I don’t really even fully remember the commute that left me spending my time stuck in traffic trying to plan ways to t
urn my car around – was it or the job I was going to really that bad? No. Not to everyone. But, I am now accepting that the environment just wasn’t really me and elements of it worked against me. I wasn’t actually happy, I didn’t relate to the company or its morals and I definitely didn’t look forward to going in to the office every day. I remember reading that a goldfish will only grow proportionally to the size of its environment, I guess that’s relative.
I only now have an understanding of why I thought I had to live that life. Broadly speaking, my thinking was it’s “just what everyone does”. I had studied really hard, got a huge debt and so this is what I should do now because I had spent 1000 days studying & I was “lucky” to have then got my job.
I chose to excuse myself from expanding or shifting myself, solely because of a pre-empted fear of other people’s perceptions (and my own) that it could look like I had failed, or wasted my investment (financial/mental/time). I’m not even sure that was really even a conscious thought, I just did it. I saw my degree as my greatest asset and so I thought I had to run my career parallel with that. I thought my career defined me as a person and I also saw my salary as a form of validation & that stamp of success (or reward…or maybe, compensation). Realistically, personal success should not be defined by a collective voice and, just as much as people always want to add ‘great things’ to their life, it’s just as important to subtract and remove the ones that no longer work.
When I have those moments where I step back (physically & mentally) I subconsciously ignite a confusing & frustrating sense of “did you really waste an additional 2 years of your life doing that because otherwise you’d have wasted the initial 3 years?!” If time is one of your greatest investments, I’m not sure I can any longer rationalise wasting more of it because I have already wasted some. And, really, I guess it was never truly wasted in the first place, because now it is teaching me.
There’s a definite part of me that still feels an attachment to the mindset of pre-July (systemised) Lucy; that’s the part of me that currently feels like I am still living in-between two different worlds. When your mind is (subconsciously) attached to a belief system and then someone/something challenges that, it’s a struggle not to fight or resist it.

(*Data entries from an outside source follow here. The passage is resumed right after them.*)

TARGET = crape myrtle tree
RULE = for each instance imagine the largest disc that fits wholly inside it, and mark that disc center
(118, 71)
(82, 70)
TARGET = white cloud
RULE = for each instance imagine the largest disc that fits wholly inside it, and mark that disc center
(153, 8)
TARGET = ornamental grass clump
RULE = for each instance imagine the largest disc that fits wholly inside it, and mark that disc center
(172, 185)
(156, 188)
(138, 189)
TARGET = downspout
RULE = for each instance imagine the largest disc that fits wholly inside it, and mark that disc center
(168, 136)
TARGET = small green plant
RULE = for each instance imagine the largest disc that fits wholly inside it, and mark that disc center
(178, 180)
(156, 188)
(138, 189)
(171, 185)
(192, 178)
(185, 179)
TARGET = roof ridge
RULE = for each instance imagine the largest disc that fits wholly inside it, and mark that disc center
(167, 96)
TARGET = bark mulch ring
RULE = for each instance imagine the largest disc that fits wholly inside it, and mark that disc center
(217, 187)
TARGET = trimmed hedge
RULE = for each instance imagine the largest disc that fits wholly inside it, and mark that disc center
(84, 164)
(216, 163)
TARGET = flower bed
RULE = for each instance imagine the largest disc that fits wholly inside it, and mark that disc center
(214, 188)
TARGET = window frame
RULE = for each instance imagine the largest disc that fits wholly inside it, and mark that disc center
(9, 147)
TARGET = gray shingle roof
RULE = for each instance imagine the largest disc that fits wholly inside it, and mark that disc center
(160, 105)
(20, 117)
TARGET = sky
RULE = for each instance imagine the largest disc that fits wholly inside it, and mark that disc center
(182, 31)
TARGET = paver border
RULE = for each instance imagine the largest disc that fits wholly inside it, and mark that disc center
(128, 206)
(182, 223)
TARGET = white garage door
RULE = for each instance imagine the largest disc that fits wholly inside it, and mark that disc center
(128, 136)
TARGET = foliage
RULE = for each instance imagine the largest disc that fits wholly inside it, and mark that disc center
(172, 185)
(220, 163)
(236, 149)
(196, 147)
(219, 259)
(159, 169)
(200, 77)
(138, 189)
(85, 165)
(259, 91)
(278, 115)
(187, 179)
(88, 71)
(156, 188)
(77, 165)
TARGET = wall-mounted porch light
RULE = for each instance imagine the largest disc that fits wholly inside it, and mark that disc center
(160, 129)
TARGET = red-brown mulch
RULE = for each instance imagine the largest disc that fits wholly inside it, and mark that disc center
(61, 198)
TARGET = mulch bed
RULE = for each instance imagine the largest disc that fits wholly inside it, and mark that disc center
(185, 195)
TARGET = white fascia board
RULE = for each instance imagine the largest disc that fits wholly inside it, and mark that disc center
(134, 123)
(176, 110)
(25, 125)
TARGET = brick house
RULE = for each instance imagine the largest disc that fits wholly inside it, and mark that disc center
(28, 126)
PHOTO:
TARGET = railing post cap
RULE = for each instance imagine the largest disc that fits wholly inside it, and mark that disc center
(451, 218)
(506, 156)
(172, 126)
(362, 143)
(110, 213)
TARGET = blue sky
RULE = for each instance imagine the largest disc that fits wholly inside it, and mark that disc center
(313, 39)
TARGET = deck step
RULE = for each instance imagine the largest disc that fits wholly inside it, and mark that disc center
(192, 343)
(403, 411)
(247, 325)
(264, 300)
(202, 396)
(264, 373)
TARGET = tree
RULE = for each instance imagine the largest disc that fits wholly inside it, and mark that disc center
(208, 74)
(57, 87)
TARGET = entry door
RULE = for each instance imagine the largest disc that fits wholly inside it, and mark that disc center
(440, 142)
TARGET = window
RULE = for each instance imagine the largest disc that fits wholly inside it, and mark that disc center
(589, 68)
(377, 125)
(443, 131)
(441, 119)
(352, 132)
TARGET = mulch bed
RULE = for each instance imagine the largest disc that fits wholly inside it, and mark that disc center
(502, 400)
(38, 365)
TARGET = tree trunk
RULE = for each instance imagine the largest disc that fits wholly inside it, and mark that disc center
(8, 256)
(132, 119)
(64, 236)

My current challenge is trying to figure out whatever it is this Lucy is actually doing and really wants to do. I sometimes think working for a “corp” in a 9-5pm office would be simple & safe and that not constantly trying to unearth how ‘XYZ’ makes me feel would be easier. But, simple, safe and easy are not necessarily better.
I know that I don’t want to be paid to ‘just exist’ and I don’t really want to care about how productive I am over how much I have actually, genuinely enjoyed my day. I now consider “working on myself” to be my current and most-applicable job-title and that, at some point, everyone should take some time for themselves to do that.
My new mind is learning to see and believe that your own ‘path’ is the only one that really matters and understanding which thoughts, feelings and emotions are really mine and where others root from. I guess the change from living outside-in to inside-out combined with a conscious effort to understand why I am making any decisions. Deliberate living.